The moves follow a broad-based rally that came in the previous session after the Fed hiked interest rates by 0.75 percentage point for the second consecutive time to fight inflation, and investors bet on whether the central bank could halt surging prices without pushing the economy into a recession.
Max Wasserman, senior portfolio manager and founder of Miramar Capital, said Thursday’s surge was a continuation of that rally.
“The attitude is basically that the Fed is saying we’re near the end, and that the GDP number is telling people there is no compelling reason for the Fed to hit us with another 0.75 or 1 percentage point,” he said. “The Fed may be still raising interest rates a little bit, but we know they’re not going to keep raising at the same level.”
Earnings season continues
Company earnings this week are part of the optimism, too, Wasserman added, saying “profit margins are being squeezed due to inflation… but the underlying businesses all seem to be pretty strong.” That, combined with the belief that the Fed is “basically done with the aggressive tightening,” is giving investors reason to breathe a sigh of relief.
Traders had a deluge of second-quarter company earnings to digest Thursday. Honeywell and Etsy both reported strong results that boosted their shares about 3.7% and 9.9%, respectively. Ford Motor climbed 6.1% after it beat profit and revenue estimates and raised its dividend.

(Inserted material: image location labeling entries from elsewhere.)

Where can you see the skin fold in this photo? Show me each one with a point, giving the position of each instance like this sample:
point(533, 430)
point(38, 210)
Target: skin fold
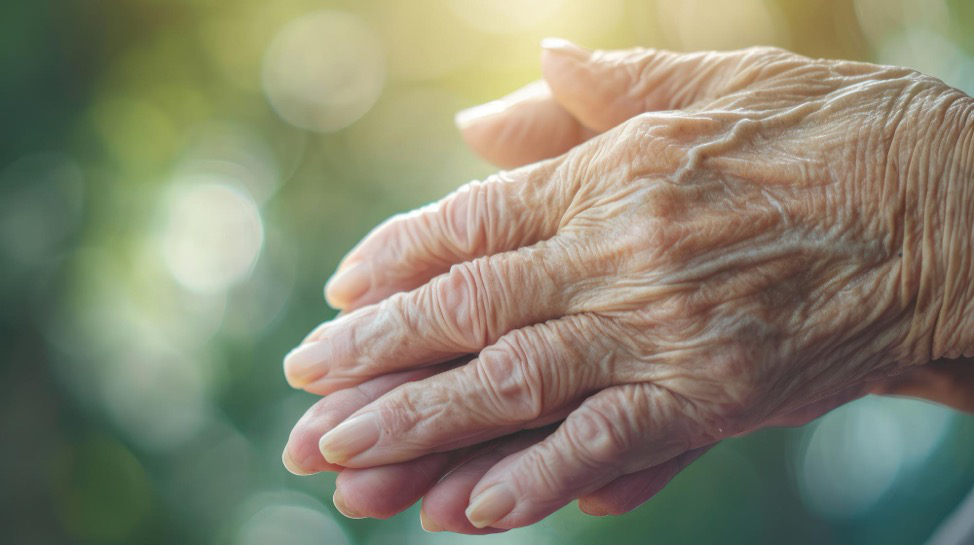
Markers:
point(696, 246)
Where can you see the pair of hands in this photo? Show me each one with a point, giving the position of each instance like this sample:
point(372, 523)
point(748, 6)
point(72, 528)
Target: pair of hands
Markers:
point(698, 246)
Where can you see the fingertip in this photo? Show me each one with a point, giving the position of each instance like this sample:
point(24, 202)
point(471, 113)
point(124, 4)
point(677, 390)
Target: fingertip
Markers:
point(565, 47)
point(291, 465)
point(428, 523)
point(592, 508)
point(348, 284)
point(339, 500)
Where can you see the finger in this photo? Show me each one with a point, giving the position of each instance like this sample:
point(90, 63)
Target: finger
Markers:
point(521, 128)
point(457, 313)
point(505, 212)
point(528, 375)
point(618, 431)
point(444, 503)
point(382, 492)
point(604, 88)
point(630, 491)
point(301, 455)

On the flip side, shares of Meta Platforms dipped 5.2% on the back of disappointing quarterly numbers. Shares of Comcast slid 9.1% after reporting it failed to add broadband subscribers for first time ever.

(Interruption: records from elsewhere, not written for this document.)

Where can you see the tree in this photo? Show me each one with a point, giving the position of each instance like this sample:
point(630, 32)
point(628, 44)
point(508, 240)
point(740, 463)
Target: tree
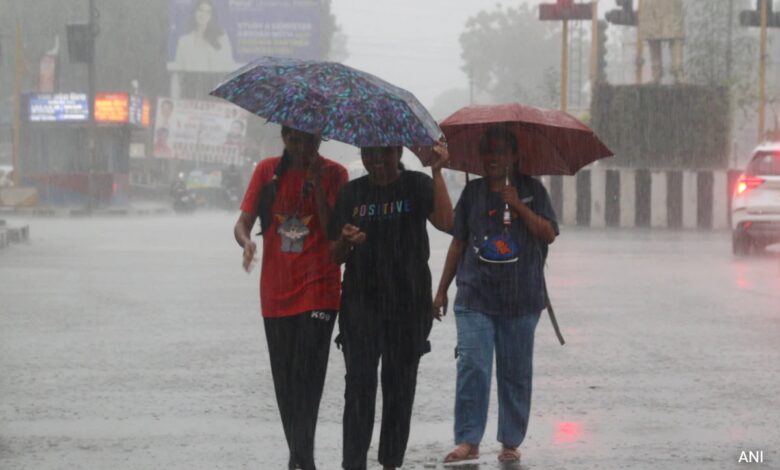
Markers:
point(511, 55)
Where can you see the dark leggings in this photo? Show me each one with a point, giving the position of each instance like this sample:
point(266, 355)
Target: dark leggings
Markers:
point(298, 347)
point(399, 344)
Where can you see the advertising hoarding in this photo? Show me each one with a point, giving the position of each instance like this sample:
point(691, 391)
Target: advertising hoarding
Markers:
point(58, 107)
point(112, 108)
point(222, 35)
point(204, 131)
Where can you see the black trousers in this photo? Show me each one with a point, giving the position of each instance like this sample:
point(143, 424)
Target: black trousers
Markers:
point(298, 347)
point(366, 339)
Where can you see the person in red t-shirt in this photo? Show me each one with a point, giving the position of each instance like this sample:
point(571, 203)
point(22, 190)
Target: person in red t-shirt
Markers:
point(293, 196)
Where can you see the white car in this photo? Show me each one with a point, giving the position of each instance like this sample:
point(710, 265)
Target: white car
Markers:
point(755, 206)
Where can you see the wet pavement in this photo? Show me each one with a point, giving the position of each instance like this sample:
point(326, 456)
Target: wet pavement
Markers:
point(135, 342)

Nearly 49% of S&P 500 companies have reported earnings. Of those, 71.14% have beaten estimates, FactSet data shows.
Investors are looking ahead to results from Apple, Amazon, Intel and Roku slated for after the bell.
In other news, solar stocks soared after Senate Majority Leader Chuck Schumer, D-N.Y., and Sen. Joe Manchin, D-W.V., said they’ve reached a deal on climate spending. Residential solar installers Sunrun and Sunnova jumped nearly 30% and 28%, respectively. SunPower gained about 18.2%. The Invesco Solar ETF added 7.5%.
Spirit Airlines rose 5.6% following its announcement that it has agreed to be acquired by JetBlue, after a months-long bidding war.
Disclosure: Comcast is the owner of NBCUniversal, parent company of CNBC.